Arquitetura Imutável: Verificação Prática com Código e Autenticação

Arquitetura Imutável: Verificação Prática com Código e Autenticação

Este artigo explora a implementação de autenticação em uma arquitetura imutável, utilizando certificados digitais para garantir a segurança e integridade dos dados. O autor detalha o processo de criação e uso de certificados, destacando os desafios e soluções encontradas, além de discutir as vantagens e limitações dessa abordagem.

MundiX News·10 de maio de 2026·7 min de leitura·👁 16 views

Arquitetura Imutável: Verificação Prática com Código e Autenticação

Este artigo é a segunda parte de uma série que explora a construção de aplicações utilizando os princípios da arquitetura imutável, conforme descritos no livro "A Arte da Arquitetura Imutável: Teoria e Prática da Gestão de Dados em Sistemas Distribuídos".

Nesta seção, o foco é a implementação da autenticação de clientes/serviços externos usando certificados e os conceitos de "arquitetura imutável". A autenticação, neste contexto, visa garantir que apenas sistemas autorizados possam acessar o serviço, rejeitando solicitações de fontes não confiáveis.

Por que Certificados?

A escolha de certificados para a autenticação está alinhada com a filosofia da imutabilidade. Uma vez criado, um certificado não deve ser alterado.
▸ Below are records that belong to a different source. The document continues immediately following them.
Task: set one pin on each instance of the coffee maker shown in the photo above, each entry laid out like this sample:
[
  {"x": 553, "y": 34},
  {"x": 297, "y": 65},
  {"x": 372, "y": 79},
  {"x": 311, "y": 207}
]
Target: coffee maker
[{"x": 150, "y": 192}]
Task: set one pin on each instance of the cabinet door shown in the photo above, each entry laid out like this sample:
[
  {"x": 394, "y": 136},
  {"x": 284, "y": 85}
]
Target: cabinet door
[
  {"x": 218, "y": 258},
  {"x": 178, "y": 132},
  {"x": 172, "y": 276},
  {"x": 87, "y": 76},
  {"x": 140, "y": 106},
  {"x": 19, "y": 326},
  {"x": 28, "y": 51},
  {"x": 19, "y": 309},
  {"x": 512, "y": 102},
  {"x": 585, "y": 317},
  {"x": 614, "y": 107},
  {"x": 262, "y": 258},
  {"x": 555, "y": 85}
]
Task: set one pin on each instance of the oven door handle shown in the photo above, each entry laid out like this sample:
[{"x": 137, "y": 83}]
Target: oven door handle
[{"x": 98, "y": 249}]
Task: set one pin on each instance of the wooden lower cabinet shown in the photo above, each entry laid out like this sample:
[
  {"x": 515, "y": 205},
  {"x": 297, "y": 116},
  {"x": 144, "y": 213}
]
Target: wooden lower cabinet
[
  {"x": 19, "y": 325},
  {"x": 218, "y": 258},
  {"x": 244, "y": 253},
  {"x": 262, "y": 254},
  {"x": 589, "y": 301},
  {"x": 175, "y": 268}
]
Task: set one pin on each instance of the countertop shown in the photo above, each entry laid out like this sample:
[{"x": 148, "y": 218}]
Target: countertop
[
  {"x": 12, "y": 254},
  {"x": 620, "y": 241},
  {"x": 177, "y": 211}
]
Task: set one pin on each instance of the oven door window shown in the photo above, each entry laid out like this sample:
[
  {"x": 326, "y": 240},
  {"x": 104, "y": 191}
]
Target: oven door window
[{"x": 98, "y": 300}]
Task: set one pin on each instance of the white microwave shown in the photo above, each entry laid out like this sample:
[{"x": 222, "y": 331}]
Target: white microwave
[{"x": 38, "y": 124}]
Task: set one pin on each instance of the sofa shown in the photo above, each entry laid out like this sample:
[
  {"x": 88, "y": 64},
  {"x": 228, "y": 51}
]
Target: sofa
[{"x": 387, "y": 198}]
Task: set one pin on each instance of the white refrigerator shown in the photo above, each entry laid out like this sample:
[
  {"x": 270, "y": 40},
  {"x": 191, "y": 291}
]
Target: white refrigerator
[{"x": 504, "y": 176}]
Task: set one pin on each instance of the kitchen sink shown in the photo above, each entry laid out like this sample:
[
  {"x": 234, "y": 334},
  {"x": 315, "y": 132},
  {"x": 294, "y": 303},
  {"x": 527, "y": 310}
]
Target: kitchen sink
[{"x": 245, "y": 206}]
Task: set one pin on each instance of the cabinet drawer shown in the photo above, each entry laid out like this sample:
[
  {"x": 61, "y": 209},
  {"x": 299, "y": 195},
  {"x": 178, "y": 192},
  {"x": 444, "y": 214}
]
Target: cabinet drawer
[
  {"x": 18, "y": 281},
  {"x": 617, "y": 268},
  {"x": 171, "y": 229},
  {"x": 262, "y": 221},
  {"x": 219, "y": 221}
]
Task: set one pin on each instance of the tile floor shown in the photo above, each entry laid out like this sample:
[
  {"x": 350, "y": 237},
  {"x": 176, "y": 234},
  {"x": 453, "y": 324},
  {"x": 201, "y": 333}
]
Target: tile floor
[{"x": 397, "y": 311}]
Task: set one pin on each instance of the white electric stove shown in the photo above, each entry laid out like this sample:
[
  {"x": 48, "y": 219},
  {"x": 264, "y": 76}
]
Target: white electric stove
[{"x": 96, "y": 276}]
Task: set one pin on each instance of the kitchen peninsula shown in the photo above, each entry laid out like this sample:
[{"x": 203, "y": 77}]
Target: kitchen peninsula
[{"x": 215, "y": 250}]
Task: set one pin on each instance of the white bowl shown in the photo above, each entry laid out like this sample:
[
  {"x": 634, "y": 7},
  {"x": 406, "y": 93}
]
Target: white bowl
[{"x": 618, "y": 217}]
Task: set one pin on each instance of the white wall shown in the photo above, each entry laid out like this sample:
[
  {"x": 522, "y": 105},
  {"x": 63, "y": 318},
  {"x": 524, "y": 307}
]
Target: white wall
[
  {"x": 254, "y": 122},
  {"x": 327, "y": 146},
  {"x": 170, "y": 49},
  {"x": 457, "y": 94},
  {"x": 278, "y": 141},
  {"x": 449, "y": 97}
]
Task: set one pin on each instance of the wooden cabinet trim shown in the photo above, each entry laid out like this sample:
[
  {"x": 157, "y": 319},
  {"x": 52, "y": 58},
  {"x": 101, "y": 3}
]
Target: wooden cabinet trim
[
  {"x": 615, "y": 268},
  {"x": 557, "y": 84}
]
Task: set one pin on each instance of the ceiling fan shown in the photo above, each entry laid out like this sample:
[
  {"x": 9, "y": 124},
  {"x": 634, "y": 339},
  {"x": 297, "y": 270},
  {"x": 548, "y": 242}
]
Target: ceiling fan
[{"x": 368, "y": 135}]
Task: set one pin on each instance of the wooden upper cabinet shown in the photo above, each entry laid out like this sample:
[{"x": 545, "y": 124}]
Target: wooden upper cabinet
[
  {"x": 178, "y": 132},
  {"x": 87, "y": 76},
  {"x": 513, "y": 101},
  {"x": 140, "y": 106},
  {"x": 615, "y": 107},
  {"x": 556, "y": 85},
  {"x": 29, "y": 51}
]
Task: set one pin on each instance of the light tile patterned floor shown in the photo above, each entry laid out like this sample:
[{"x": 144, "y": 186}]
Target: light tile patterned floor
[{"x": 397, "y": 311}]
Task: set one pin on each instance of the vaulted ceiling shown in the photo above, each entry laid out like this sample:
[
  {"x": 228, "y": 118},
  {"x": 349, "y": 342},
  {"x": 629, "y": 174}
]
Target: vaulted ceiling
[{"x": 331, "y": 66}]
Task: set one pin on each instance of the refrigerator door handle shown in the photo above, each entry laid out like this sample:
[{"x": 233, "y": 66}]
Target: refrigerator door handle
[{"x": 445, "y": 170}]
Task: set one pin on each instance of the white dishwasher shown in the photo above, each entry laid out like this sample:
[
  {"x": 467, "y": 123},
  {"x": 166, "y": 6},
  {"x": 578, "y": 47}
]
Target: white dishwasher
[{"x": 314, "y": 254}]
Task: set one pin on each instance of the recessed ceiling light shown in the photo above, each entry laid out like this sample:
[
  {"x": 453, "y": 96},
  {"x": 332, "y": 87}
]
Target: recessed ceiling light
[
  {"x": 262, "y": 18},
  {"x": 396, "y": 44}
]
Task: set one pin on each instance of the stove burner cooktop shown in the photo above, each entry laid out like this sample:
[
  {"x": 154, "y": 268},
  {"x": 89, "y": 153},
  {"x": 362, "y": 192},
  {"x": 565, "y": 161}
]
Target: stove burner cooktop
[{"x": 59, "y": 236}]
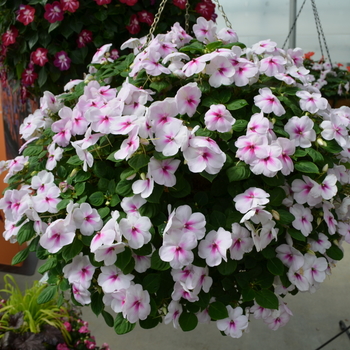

Os certificados permitem a criação de assinaturas digitais em documentos, que podem ser armazenadas com "registros imutáveis" e verificadas posteriormente para garantir a integridade dos dados. Um certificado, uma vez emitido, não é modificado, o que está em conformidade com os princípios do livro.

A tecnologia de certificados é amplamente utilizada há décadas, bem documentada e amplamente suportada. As implementações de bibliotecas estão disponíveis para quase todas as linguagens de programação e se integram bem entre diferentes linguagens.

Arquitetura de Autenticação

Criação de Certificados

O livro sugere que a criação de certificados é simples, e a experiência prática confirma isso, embora com algumas nuances. A criação de um certificado no Windows usando o Putty foi direta. No entanto, o Putty gera certificados em um formato não suportado por Java e Python. Felizmente, foi possível exportar os certificados do Putty no formato OpenSSH. A biblioteca cryptography do Python funcionou sem problemas com certificados OpenSSH.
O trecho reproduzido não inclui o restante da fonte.